In traditional methods of gene therapy, DNA must first be introduced into the cell, but ProtEx technology bypasses that step, instead sticking the protein directly on the cell surface for immunotherapy.
The advantages of this method are twofold: it is much more efficient than gene therapy and allows proteins which may be harmful to the cell to “get out of the way” quicker once the process is completed.
Although this technology has received much acclaim from the global scientific community, the breakthroughs took years of work. While Shirwan took charge of the more technical details of ProtEx, it was Yolcu who urged him to be patient and keep trying new strategies when he was ready to give up on the technology altogether.
“In the mid 90s was when we had our breakthrough with ProtEx,” he said. “By the time we reached that point, I was about ready to give up, but (Yolcu) urged me to keep trying.”
Their breakthrough came when a group of animals treated with ProtEx techniques experienced unprecedented recession of cancerous tumors on their body. At first skeptical, Shirwan and Yolcu repeated the experiment several times. The result was the same; the control groups saw enlarged tumors while the group treated with ProtEx technology saw their tumors recede greatly. Their innovative immunomodulation technique of placing protein directly on the cell surface had worked.
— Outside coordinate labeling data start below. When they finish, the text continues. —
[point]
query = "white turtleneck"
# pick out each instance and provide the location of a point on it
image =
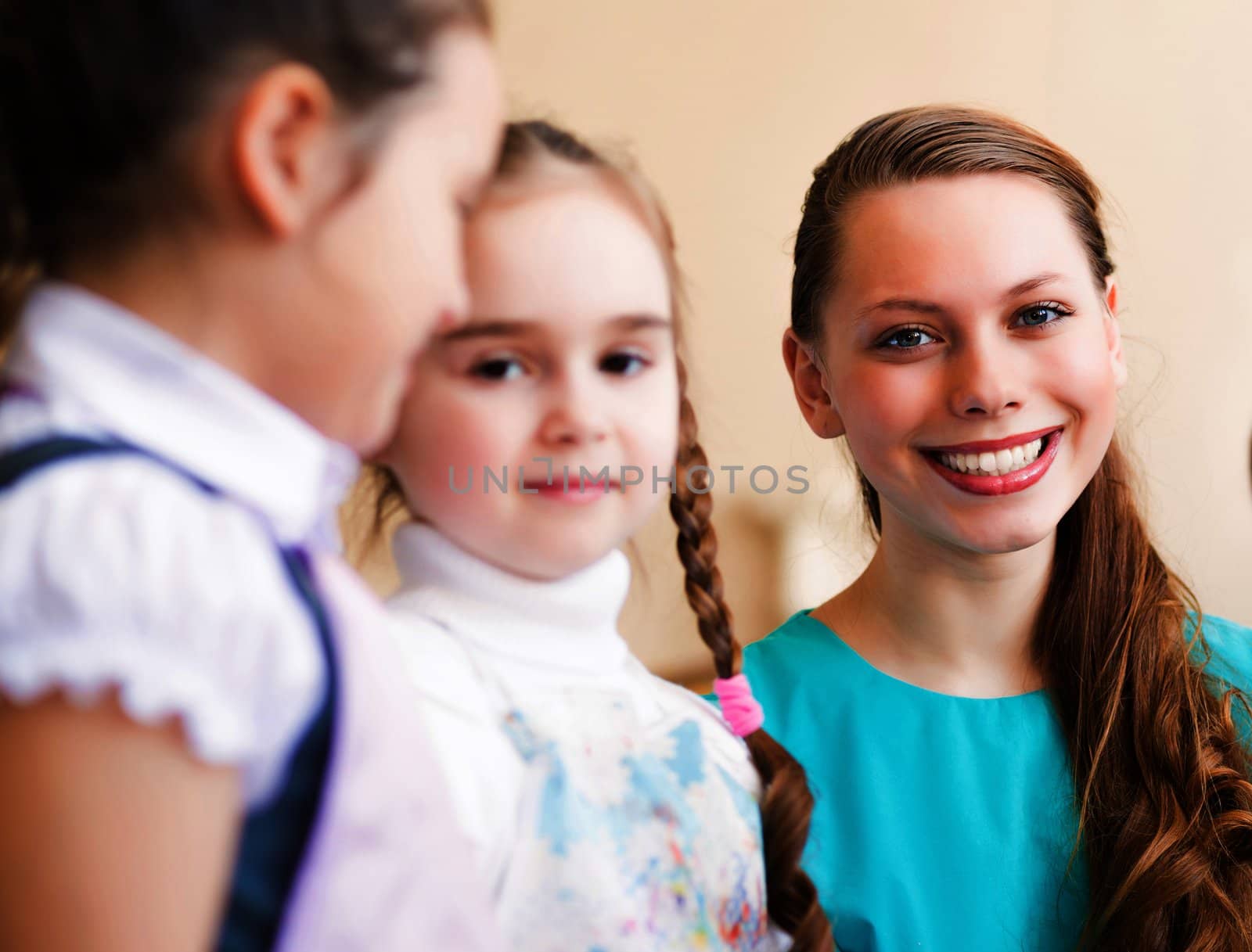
(484, 642)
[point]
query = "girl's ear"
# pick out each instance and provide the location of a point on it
(286, 149)
(811, 386)
(1113, 333)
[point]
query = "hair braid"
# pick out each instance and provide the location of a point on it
(786, 802)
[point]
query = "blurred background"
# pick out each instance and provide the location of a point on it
(729, 104)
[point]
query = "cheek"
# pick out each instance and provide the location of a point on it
(878, 403)
(1080, 374)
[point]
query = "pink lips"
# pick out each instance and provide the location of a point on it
(1012, 482)
(574, 496)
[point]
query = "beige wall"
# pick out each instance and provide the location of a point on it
(730, 106)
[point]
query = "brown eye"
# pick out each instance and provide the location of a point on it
(907, 339)
(623, 363)
(1039, 314)
(498, 368)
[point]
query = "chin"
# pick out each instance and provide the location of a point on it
(999, 540)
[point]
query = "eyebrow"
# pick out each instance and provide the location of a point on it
(930, 307)
(498, 328)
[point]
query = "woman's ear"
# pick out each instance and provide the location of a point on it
(811, 386)
(286, 148)
(1113, 333)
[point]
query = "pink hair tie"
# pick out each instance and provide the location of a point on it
(740, 710)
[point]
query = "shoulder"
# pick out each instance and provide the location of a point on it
(1231, 647)
(118, 573)
(442, 668)
(465, 722)
(789, 655)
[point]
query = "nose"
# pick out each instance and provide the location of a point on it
(986, 380)
(575, 415)
(456, 308)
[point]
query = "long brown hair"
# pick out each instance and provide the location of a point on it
(97, 94)
(786, 802)
(1162, 783)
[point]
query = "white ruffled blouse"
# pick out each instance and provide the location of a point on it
(117, 573)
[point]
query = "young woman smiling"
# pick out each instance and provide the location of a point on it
(1018, 730)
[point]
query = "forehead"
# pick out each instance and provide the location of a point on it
(955, 237)
(567, 253)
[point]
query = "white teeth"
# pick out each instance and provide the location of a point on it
(999, 463)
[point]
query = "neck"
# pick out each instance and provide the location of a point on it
(210, 296)
(943, 618)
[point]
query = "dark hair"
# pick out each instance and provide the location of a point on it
(786, 802)
(95, 94)
(1162, 783)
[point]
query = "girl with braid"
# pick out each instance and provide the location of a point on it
(1020, 730)
(610, 810)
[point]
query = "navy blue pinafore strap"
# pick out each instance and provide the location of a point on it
(275, 835)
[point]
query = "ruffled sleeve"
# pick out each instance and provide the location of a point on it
(121, 576)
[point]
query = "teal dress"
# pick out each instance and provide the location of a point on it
(941, 824)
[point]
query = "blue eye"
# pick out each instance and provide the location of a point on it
(498, 368)
(1042, 313)
(907, 339)
(623, 363)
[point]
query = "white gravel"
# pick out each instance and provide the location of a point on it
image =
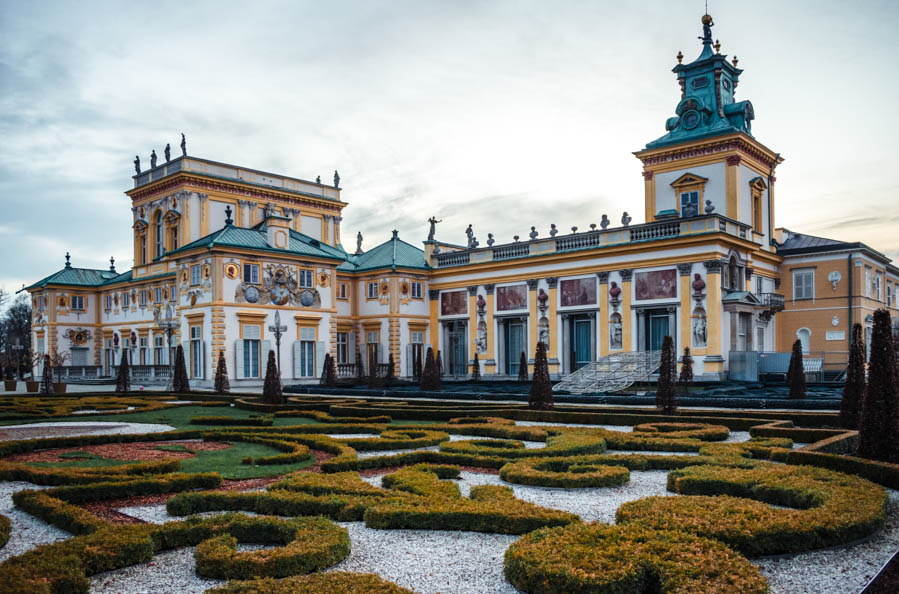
(839, 569)
(27, 532)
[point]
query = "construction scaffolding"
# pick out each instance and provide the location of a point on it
(611, 373)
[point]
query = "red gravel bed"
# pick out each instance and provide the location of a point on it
(138, 451)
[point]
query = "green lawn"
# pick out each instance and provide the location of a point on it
(225, 462)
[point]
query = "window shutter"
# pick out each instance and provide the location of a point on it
(238, 359)
(319, 357)
(297, 358)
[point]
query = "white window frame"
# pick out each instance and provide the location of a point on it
(797, 294)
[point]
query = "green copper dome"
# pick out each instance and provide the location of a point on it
(707, 106)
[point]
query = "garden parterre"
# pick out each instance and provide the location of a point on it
(417, 492)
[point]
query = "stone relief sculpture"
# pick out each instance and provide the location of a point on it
(433, 221)
(543, 330)
(699, 330)
(615, 337)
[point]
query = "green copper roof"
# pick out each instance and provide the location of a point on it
(393, 253)
(707, 106)
(255, 238)
(75, 277)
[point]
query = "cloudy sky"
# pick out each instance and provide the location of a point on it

The couple published their ProtEx findings initially in 2002, but continued to fine-tune ProtEx and discover new things along the way.
While they have already accomplished so much together, they believe they still have much left to learn.
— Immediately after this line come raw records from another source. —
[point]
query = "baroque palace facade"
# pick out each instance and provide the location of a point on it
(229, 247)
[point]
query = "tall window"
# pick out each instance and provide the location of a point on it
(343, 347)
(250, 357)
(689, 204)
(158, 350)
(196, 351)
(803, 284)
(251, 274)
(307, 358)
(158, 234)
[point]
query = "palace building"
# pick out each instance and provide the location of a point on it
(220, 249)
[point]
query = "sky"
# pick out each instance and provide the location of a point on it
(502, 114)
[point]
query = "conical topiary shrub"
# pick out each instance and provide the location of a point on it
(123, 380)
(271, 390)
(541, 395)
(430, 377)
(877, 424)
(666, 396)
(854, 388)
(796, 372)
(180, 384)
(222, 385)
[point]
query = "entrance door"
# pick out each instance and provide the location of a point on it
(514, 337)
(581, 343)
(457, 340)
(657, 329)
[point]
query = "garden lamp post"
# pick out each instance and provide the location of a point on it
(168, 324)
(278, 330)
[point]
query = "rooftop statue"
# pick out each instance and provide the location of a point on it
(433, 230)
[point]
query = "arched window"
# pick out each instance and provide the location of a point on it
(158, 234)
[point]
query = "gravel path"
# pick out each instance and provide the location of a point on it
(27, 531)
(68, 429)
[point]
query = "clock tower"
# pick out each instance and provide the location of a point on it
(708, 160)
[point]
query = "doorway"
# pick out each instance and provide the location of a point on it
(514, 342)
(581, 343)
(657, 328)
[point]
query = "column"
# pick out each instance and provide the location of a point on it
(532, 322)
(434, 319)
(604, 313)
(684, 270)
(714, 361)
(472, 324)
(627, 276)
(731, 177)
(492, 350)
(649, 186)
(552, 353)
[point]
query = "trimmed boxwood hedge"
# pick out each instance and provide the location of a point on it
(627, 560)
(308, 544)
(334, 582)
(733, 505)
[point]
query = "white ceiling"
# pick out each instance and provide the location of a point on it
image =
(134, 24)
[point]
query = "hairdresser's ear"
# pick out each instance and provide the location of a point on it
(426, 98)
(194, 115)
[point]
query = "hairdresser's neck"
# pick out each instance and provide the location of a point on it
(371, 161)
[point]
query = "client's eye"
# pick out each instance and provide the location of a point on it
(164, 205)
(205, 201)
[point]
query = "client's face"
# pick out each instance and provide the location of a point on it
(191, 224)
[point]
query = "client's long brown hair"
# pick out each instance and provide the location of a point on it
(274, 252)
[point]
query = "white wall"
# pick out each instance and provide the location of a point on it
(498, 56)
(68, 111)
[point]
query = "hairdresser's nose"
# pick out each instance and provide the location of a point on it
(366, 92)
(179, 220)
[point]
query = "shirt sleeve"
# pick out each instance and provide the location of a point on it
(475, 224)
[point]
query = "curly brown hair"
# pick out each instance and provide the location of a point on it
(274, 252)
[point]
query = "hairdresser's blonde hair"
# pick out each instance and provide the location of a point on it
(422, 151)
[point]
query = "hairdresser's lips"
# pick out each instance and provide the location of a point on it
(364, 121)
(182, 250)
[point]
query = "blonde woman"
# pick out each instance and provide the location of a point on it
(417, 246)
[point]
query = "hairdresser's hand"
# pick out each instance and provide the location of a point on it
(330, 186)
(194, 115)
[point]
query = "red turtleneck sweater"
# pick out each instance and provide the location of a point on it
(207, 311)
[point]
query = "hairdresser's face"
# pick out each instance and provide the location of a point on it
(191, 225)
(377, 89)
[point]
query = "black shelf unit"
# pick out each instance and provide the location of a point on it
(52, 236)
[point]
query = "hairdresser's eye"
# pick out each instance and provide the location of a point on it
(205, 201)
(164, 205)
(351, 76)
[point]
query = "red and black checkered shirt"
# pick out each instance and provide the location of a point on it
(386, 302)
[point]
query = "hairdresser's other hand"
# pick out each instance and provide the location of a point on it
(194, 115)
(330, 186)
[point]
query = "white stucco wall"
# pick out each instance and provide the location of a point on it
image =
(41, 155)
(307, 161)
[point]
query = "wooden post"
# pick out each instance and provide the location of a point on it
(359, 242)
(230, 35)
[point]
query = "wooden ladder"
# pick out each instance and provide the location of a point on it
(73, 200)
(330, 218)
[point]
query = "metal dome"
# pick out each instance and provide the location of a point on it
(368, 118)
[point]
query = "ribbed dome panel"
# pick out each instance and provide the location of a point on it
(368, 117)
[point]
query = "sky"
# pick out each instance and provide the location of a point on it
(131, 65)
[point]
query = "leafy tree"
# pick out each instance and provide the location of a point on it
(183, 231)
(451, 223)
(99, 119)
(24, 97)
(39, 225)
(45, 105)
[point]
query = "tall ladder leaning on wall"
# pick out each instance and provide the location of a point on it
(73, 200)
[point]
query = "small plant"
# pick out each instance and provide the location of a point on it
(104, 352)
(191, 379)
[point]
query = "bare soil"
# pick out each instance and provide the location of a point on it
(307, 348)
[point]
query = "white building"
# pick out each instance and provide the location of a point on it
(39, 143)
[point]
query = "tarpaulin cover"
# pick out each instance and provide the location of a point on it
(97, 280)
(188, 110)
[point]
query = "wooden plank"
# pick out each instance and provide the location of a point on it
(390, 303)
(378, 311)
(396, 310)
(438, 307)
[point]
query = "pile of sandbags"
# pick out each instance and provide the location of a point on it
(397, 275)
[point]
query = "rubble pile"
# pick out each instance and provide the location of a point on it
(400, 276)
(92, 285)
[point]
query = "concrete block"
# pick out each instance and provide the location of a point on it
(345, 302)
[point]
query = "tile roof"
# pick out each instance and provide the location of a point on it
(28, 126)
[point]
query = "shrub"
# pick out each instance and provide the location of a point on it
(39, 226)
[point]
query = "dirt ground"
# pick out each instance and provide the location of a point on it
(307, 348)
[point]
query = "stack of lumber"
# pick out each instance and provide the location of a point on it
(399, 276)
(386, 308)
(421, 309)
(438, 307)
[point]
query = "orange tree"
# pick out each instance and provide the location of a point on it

“What’s so fascinating about immunology is that we often think we’ve made so much progress and know so much about the immune system, but in reality, we still know very little,” Yolcu said. “Studying immunology gives me a sense of peace, and I’m excited to continue our work at Bond LSC.”
To that end, the couple aims to establish themselves at Mizzou as soon as it’s safe to do so (they are currently in the midst of a multi-phased moving process due to COVID-19).
This type of research contributes to the University of Missouri System’s NextGen Precision Health focus. The NextGen Initiative unites scientists, government and industry leaders with innovators from across the system’s four research universities in pursuit of life-changing precision health advancements.
Shirwan and Yolcu will establish a Center for Immunomodulation and Translational Research and aim to collaborate with clinical colleagues and scientists from all different backgrounds to continue to make headway in their work with the immune system.
“We want to build a powerhouse here,” Shirwan said.